Mitte Dezember ging die Fahrt von Pritzerbe weiter die Havel zu Berg bis Plaue und über den gleichnamigen See, den Silokanal und weiter die Havel aufwärts bis Potsdam. Danach folgte die Passage des Teltokanals, bis das Schiff schließlich seinen künftigen Liegeplatz 6 bei der Stern und Kreis-Schiffahrt in Berlin-Treptow erreichte. Hier werden der Neubau und seine Schwester im April feierlich getauft, bevor sie ihre Fahrten auf den Berliner Gewässern aufnehmen.

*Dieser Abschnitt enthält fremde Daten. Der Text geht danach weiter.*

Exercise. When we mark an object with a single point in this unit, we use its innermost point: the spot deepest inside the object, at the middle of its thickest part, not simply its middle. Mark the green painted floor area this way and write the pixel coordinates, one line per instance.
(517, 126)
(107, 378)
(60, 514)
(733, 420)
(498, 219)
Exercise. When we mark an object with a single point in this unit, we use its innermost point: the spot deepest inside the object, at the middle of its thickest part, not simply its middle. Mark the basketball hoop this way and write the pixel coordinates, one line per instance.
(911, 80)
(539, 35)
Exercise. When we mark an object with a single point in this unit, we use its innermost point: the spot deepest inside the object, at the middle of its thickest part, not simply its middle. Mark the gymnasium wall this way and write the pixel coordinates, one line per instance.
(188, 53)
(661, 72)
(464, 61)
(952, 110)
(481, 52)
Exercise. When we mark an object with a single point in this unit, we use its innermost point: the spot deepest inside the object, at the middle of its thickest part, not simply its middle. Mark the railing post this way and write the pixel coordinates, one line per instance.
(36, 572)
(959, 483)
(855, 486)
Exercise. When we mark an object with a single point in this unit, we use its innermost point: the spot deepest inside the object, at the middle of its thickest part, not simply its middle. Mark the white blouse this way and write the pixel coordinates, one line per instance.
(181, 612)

Die Schiffe werden von der SolarCircleLine betrieben, die sich in den vergangenen Jahren bereits mit kleineren vollelektrischen Schiffen in Berlin einen Namen gemacht hat. Die SolarCircleLine ist ein im August 2016 gegründetes Tochterunternehmen von SolarWaterWorld, die seit über 20 Jahren international die Entwicklung solar-elektrisch betriebener Personenschiffe vorantreibt. Für die Aufnahme und Umsetzung eines erfolgreichen Reedereibetriebs hat sich die SolarCircleLine 2018 mit der Stern und Kreisschiffahrt über eine Minderheitsbeteiligung einen Partner aus diesem Bereich an Bord geholt.

Zahlen und Fakten

Am Bau eines solchen Schiffes sind viele Partner und Lieferanten beteiligt. Als wichtigste zählt Lewerken auf: »Die IEA Industrieelektronik und Automations GmbH aus Roßdorf bei Genthin. Sie hat die gesamte Elektronik und Elektrik einschließlich des modernen Steuerstandes installiert. Die aentron GmbH aus Gilching bei München hat die hochwertigen Lithium-Ionen-Akkus geliefert, IEA sie eingebaut. Die Antriebe lieferte die Kräutler Elektromaschinen GmbH aus Lustenau. Mit der Konstruktion betrauten wir das Konstruktionsbüro Schiffstechnik Buchloh.« Alles andere habe die Werft selbst gemacht. Der Zuschnitt aller Bauteile erfolgte auf CNC-gesteuerten Arbeitsmaschinen. Lediglich das Zusammenschweißen der Sektionen musste in Handarbeit gemacht werden.

Das äußere Design entwickelte Andreas Lewerken selbst, das Innere entwarf er gemeinsam mit Sohn Florian, der gleichzeitig für die technische Leitung und das Produktionsmanagement zuständig ist.

Die Leitung aller schiffbaulichen Arbeiten werden von Schiffbaumeister Ullrich Ahrens verantwortet, der seinen beruflichen Weg als Schiffbauer bereits in der früheren DDR erfolgreich absolviert und der Schiffswerft in Havelberg, Sachsen-Anhalt, immer die Treue gehalten hat.